Dame Maureen Lipman once again assumes the weighty mantle of the eponymous Rose. As with Shirley Valentine, it’s appropriate that the play takes the name of the person around whom everything revolves. Rose is the heart of this monologue and, in a directorial triumph for Scott Le Crass, nothing detracts from Lipman’s presence, centre-stage, as she sits on a bench throughout two acts, using only arm gestures, head turns, looks and the occasional leg movements to reinforce her words. There’s a perfectly logical reason for this staging: Rose is observing shiva, not just for one deceased person but seemingly for an endless stream of people who keep passing away. But it’s still a brave move to keep her there and it takes someone of Lipman’s story-telling calibre to pull it off. She is so immersed in the character it’s hard at times to remember that this is not her own story; the informal, conversational style of delivery is such that we might be guests in her home where she is simply relating her life story. If she weren’t devotionally tied to the bench, you might expect her to get up and make us all a cup of tea. But then as a Jewish woman it is her story, not in the detail but in the common inheritance of a persecuted people, of families, all of whom know the meaning of suffering and the many who tried to forge a new existence in strange land.

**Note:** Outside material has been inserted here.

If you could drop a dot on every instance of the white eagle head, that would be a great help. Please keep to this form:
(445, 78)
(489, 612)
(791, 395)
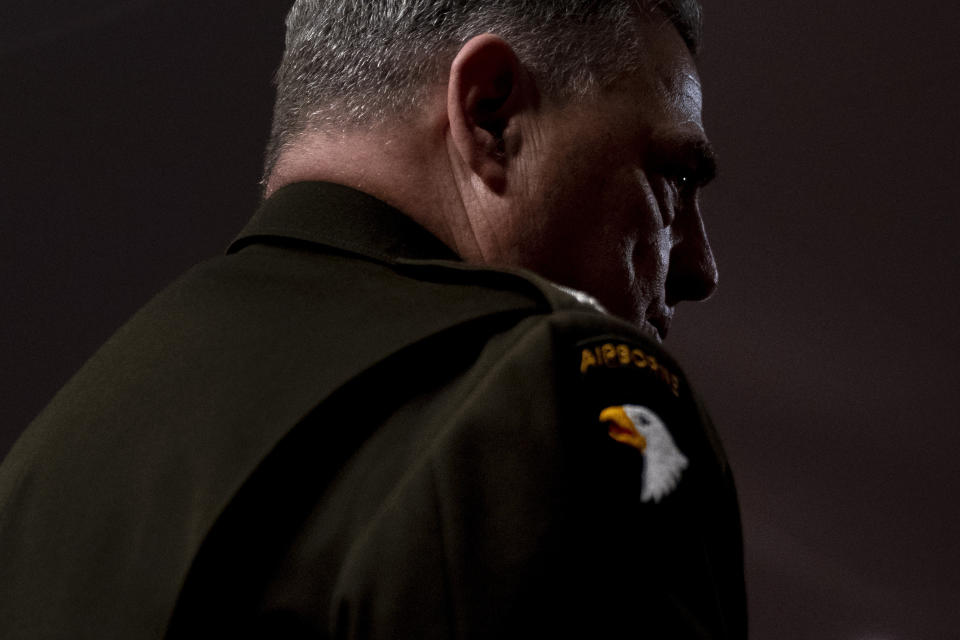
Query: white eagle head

The same is true for Sherman who grounded this work of fiction in his own family’s movements that began when they left Yaltushkav, the shtetl that was then in Russia and is now in Ukraine. He could never have imagined that his throw-away line about that country would resonate with such force nearly a quarter of a century after he wrote it, or that the plight of refugees would be a topic of heated political debate, nor indeed that wars and pogroms would be destroying town and villages in the same way the Nazis razed Yaltushkav to the ground, leaving only a memory. But it’s memories that sustain cultures and communities and people like Rose, who can look back with tears and laughter at events that moved her family from mainland Europe to almost settle in Palestine (before it became Israel), only to be put back on the boat and transported to England, before finally starting yet another life in the USA.

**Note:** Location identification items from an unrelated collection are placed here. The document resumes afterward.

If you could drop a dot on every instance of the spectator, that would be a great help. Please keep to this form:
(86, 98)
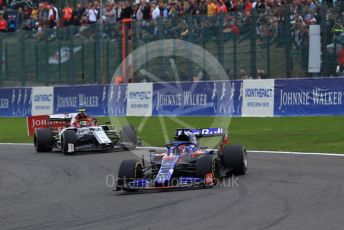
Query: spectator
(340, 60)
(156, 11)
(53, 16)
(67, 15)
(127, 11)
(3, 23)
(92, 14)
(211, 8)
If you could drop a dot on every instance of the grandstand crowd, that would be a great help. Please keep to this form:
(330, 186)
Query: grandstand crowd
(27, 16)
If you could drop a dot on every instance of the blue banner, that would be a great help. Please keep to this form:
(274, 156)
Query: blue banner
(309, 97)
(93, 98)
(219, 98)
(117, 100)
(15, 102)
(292, 97)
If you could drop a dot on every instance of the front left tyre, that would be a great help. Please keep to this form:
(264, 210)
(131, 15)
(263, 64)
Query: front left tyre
(208, 167)
(43, 140)
(68, 142)
(129, 170)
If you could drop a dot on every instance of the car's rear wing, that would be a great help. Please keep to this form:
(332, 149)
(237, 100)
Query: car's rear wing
(204, 132)
(55, 121)
(61, 117)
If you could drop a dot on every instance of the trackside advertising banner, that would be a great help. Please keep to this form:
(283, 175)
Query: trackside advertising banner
(258, 98)
(93, 98)
(309, 97)
(15, 102)
(43, 100)
(139, 99)
(196, 98)
(248, 98)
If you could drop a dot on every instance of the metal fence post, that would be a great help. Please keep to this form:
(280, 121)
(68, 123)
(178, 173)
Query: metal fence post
(220, 45)
(323, 29)
(268, 64)
(83, 60)
(288, 45)
(253, 46)
(2, 62)
(71, 75)
(107, 60)
(36, 61)
(6, 61)
(235, 70)
(22, 58)
(59, 64)
(46, 77)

La Crass and Lipman demonstrate that you don’t need to do much to a great script and gripping story except respect its integrity, give weight to its words, and tell it with sincerity. But this is theatre and there’s a set, sound and lighting. Working collaboratively as always with the director and actor, no one in that team has lost sight of the centrality of the character and the story; nothing detracts and all elements support and enhance. Designer David Shields’ abstract diamond platform, whose point reaches out to the audience, is reminiscent of the geometric layout of Chana Gitla Kowalska Shtetl, illustrated in the programme The two white walls, meeting at an acute angle, provide a screen for a rainbow of plain, coloured projections from Lighting Designer Jane Lalljee. These evoke moods but avoid the temptation to be representational, appearing and fading like Rose’s memories as an accompaniment to the narrative. This subtle, suggestive approach is borne out in a delicately understated sound design by Juian Starr. What a joy it is to have sounds in the background, at times almost imperceptible, that pay homage to the actor’s role and the supremacy of the text as opposed to drowning both out. Starr aligns his soundscape with events in the story, but again the low level of volume reinforces the idea of past happenings that are distant memories.
Towards the end, events move quickly and life in the New World, with its hotel businesses and gangsters, together with tales of her son’s life on a kibbutz and her daughter’s overtly political forays, is portrayed in stark contrast to what has gone before. It’s another chapter, which could be a play in itself, but it’s also a reminder of how people are forced to move on and take life in their stride.